Ingredients
Equipment
Method
Step-by-Step Instructions
- In a medium bowl, mix together warm milk, active dry yeast, and a pinch of sugar. Let sit for 5-10 minutes until frothy.
- Add sugar, melted butter, salt, cinnamon, nutmeg, and pumpkin puree to the bowl. Gradually mix in flour until a soft dough forms.
- Knead dough on a floured surface for about 8-10 minutes until smooth and elastic. Place in a greased bowl, cover, and let rise for 1 hour.

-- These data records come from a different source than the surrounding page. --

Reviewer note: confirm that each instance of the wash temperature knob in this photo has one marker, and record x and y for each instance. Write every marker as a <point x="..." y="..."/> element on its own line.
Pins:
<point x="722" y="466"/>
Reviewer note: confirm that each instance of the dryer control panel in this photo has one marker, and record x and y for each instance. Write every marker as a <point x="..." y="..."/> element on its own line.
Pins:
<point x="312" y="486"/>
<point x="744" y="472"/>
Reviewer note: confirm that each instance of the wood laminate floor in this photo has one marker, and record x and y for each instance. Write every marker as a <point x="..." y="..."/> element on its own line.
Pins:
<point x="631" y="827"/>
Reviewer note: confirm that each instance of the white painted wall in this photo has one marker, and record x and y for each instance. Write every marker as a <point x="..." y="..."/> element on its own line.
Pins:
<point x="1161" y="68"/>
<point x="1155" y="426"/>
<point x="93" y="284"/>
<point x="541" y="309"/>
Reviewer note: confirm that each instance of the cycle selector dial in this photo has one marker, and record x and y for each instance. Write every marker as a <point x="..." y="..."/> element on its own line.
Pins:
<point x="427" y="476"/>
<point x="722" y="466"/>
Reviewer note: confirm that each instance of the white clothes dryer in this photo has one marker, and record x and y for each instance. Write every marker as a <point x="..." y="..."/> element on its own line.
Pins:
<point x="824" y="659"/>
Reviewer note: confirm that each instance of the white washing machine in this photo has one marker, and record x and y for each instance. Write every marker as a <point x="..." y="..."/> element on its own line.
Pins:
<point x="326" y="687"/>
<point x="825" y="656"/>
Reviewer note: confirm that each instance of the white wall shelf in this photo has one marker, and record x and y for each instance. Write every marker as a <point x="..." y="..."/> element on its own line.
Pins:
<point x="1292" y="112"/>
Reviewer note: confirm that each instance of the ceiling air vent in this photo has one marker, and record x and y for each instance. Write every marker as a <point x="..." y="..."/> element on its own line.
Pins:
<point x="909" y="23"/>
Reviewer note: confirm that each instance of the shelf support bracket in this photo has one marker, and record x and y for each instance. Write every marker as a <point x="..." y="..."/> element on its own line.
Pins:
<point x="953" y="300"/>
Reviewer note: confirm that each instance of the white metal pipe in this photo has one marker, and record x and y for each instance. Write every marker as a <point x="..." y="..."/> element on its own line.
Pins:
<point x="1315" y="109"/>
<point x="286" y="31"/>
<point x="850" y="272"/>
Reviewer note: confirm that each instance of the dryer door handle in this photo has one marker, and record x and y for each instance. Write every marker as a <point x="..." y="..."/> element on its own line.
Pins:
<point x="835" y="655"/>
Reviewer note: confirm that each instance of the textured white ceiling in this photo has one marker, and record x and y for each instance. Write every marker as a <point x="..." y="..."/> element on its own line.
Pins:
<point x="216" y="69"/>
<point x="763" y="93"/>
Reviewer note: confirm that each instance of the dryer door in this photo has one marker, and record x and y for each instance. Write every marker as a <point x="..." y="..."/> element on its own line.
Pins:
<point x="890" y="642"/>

- Prepare filling by mixing pumpkin puree, softened butter, honey, cinnamon, and nutmeg until smooth. Set aside.
- Punch down the dough and divide into 12 pieces. Roll each into a rope and tie into knots, tucking ends underneath.
- Create an indentation in each knot and spoon about 1 tablespoon of pumpkin butter filling into each.
- Mix chopped pecans, brown sugar, and cinnamon. Brush knots with melted butter and sprinkle topping over them.
- Allow knots to rise for another 30 minutes and preheat oven to 375°F. Bake for 18-22 minutes until golden brown.
Nutrition
Notes
Store in an airtight container; up to 3 days at room temperature, up to 5 days in refrigerator, or freeze for up to 3 months.